United States sanctions against 11 current and former Hong Kong and mainland officials clash with aspects of Article 29 of the National Security Law putting Hong Kong incorporated banks in an extraordinarily delicate position, legal experts have told Asian Private Banker.
The sanctions, announced last week, prohibit US persons or any non-US persons with US nexus to provide or receive any funds, goods or services to or from the sanctioned individuals and/or any entities which they have the majority ownership.
But while avoiding relationships with SDNs might seem to be the most prudent course of action, Rod Francis, senior managing director and Asia lead of FTI Consulting’s financial crime compliance practice, told Asian Private Banker that banks incorporated in Hong Kong should be aware of implications brought by the Hong Kong National Security Law (NSL) Article 29 from the compliance perspective.
Article 29 of the NSL considers a person guilty of an offence when he or she “directly or indirectly receives instructions, control, funding or other kinds of support from a foreign country or an institution” for imposing “sanctions or blockade, or engaging in other hostile activities against the Hong Kong Special Administrative Region or the People’s Republic of China” (Article 29 (4)).
“There are certainly different considerations for Chinese banks with US business ties and US-headquartered banks operating in Hong Kong; and for private banks, we are talking about very different assessments compared to the provision of banking services in other segments,” said Francis.
“FIs have to understand the rule and undertake an assessment on how to manage the risk depending on the context of each case. It’s too blunt to make a broad-brush statement.”
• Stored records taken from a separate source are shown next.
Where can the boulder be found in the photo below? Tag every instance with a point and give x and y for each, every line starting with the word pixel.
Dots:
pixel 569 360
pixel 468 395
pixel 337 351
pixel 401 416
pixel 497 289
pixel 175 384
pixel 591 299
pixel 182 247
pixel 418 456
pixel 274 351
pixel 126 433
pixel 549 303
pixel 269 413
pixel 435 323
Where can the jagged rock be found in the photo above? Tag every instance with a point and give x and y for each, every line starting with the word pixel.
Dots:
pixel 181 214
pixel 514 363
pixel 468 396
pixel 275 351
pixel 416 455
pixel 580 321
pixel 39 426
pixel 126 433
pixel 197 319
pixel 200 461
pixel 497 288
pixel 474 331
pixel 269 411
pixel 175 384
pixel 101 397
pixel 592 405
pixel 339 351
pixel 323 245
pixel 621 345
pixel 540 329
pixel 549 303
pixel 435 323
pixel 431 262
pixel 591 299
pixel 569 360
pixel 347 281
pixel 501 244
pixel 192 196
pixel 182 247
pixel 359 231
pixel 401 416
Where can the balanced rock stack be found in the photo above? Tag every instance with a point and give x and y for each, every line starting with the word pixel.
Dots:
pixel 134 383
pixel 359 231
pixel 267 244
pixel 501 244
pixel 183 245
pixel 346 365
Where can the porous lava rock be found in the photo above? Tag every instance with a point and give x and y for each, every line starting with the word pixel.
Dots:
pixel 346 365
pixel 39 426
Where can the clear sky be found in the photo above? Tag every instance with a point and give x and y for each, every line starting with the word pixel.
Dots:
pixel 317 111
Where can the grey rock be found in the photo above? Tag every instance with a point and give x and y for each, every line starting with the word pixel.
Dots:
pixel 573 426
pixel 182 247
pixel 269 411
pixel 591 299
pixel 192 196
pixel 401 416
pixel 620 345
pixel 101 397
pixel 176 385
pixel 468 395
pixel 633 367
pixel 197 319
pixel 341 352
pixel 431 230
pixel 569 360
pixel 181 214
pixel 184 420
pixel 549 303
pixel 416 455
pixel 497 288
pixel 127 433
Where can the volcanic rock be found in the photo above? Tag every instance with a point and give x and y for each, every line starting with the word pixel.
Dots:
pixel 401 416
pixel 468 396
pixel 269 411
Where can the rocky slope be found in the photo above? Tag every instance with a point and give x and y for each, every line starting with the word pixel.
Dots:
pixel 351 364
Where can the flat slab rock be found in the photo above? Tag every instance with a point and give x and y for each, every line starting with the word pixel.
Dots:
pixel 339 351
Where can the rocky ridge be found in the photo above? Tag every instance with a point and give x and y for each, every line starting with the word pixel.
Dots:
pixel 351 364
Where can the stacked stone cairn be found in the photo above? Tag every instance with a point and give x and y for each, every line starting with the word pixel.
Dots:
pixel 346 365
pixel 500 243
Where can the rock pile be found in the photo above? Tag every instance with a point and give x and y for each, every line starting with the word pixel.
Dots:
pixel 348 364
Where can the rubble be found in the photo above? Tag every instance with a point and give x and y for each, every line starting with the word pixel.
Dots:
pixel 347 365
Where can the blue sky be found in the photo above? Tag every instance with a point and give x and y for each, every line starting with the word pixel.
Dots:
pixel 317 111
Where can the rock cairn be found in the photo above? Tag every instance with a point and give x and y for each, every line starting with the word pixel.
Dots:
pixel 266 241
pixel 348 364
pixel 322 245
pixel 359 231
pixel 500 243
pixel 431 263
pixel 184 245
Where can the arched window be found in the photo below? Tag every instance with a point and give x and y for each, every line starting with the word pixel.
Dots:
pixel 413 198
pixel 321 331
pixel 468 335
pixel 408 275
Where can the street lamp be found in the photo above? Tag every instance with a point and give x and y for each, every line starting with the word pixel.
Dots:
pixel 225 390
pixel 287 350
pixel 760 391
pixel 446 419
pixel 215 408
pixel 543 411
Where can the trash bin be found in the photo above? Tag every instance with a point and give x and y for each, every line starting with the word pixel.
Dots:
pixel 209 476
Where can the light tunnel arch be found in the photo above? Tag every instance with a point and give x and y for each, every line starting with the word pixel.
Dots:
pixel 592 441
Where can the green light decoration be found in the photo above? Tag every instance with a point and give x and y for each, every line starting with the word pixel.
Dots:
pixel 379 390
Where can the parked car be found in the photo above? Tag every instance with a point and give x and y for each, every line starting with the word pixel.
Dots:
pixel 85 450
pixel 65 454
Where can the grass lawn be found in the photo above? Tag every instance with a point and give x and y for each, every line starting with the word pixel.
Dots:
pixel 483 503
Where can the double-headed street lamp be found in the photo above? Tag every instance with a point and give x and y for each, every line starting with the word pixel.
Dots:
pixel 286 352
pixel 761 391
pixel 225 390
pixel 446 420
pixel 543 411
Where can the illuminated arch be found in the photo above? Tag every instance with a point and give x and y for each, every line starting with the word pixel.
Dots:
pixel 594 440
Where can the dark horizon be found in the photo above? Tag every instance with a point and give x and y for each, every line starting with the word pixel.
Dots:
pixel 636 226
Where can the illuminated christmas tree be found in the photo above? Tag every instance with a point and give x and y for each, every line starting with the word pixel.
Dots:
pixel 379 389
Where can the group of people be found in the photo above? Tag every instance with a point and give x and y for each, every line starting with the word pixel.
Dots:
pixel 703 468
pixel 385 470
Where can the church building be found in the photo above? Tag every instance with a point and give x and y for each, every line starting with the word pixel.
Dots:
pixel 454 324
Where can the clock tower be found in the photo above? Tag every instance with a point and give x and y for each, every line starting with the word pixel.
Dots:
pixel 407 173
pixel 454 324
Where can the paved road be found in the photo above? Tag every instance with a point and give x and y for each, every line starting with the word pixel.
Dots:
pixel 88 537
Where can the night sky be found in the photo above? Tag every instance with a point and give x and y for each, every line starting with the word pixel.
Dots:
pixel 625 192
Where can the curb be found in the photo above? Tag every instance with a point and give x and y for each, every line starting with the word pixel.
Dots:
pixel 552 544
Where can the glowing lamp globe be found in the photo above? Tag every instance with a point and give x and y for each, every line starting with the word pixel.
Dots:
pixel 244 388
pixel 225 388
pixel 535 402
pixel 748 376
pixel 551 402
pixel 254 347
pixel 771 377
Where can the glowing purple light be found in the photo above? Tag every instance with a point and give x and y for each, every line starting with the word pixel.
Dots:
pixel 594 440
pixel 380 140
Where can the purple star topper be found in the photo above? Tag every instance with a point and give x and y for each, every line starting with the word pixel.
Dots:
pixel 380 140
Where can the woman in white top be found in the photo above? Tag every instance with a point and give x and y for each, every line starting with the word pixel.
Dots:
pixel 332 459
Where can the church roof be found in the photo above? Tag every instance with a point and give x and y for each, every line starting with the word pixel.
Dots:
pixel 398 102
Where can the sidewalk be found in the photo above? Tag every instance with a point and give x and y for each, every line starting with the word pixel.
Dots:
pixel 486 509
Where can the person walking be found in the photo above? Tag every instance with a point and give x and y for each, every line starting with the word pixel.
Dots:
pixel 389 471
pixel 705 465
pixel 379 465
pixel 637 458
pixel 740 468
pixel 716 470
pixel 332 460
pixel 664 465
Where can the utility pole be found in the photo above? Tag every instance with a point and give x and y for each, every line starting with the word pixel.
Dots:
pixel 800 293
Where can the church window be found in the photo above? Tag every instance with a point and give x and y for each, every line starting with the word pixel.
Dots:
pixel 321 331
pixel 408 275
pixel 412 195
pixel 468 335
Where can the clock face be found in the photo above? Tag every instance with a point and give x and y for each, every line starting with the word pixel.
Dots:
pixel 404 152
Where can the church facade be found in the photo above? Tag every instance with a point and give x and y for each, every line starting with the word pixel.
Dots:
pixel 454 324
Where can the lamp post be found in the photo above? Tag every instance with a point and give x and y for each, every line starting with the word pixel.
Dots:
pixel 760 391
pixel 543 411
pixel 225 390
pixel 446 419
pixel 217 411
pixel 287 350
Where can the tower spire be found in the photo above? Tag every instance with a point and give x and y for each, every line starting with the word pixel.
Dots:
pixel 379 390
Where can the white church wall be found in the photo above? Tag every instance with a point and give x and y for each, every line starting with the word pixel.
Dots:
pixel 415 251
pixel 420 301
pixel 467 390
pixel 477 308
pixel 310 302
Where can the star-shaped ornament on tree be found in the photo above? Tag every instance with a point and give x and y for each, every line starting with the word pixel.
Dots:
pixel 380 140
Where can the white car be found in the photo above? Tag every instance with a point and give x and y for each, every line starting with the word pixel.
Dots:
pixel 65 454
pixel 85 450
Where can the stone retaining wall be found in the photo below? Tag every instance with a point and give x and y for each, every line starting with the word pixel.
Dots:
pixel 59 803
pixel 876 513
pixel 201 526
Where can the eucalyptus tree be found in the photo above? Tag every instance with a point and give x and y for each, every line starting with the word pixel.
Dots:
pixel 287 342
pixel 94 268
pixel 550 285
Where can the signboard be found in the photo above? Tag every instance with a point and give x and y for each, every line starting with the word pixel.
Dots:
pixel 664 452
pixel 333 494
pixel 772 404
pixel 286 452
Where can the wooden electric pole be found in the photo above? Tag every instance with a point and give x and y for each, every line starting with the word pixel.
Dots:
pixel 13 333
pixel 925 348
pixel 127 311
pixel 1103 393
He said the usual practice for a revised list of “Specially Designated Nationals and Blocked Persons” (SDNs) would be to add the names of sanctioned individuals to filters in the bank’s system and when it comes to the situation of undertaking a transaction and/or when clients have a connection with SDNs, the system would flag those transactions for compliance team to decide whether to further action after conducting risk assessments.
The Hong Kong Monetary Authority (HKMA) and the Securities and Futures Commission (SFC) responded to the US sanctions respectively, but no comment or guidance has been issued on how to balance the US sanctions and the demands of the NSL.
The HKMA highlighted that US sanctions are foreign government unilateral sanctions and have “no legal status” in Hong Kong. The bank regulator also reminded banks of their responsibility to treat customers fairly.
The SFC expects financial institutions to make necessary and fair responses to the sanction orders having regard to “the best interests of their clients and the integrity of the market”.
While all US SDN designations have the same core prohibitions, for the most part, certain differences do exist between programmes, according to Mini vandePol, law firm Baker McKenzie’s Asia Pacific head of compliance and investigation group.
“For example, in certain circumstances, OFAC can provide general licences to carry out a certain type of transactions that may otherwise be prohibited by the sanctions program,” vandePol explained.
“And because the Hong Kong programme is new and has very few designations, we will have to wait and see if any unique features develop.”
vandePol said one area to watch would be the foreign financial institution sanctions provided for in the Hong Kong Autonomy Act. US sanctions apply to a Hong Kong branch of a US bank, which would prohibit the branch from doing any business with SDNs while at the same time to report any assets it has in its possession or control that belong to the individuals.
This requires a strong screening mechanism that catches not only the sanctioned entities and individuals but also any companies owned by them.
But for non-US based banks, the situation is much more complicated because financial institutions may be caught in the US nexus by conducting USD transactions — even if a financial institution has no business whatsoever in the US.
Meanwhile, FIs also need to ensure that any representations and warranties they gave to their contractual counterparties or banks comply with all US sanctions, vandePol continued.
“We have been assisting clients to assess and strengthen their compliance programs, to assess their unique exposure to US sanctions and to evaluate the risk level of particular “live” transactions. This is something that many of our clients across Asia, not just in HK, will need to assess carefully,” she said.
“Financial institutions will need to tread carefully in this increasingly politicized environment,” she added, referring to the old African proverb, “When the elephants fight, it is the grass that suffers”.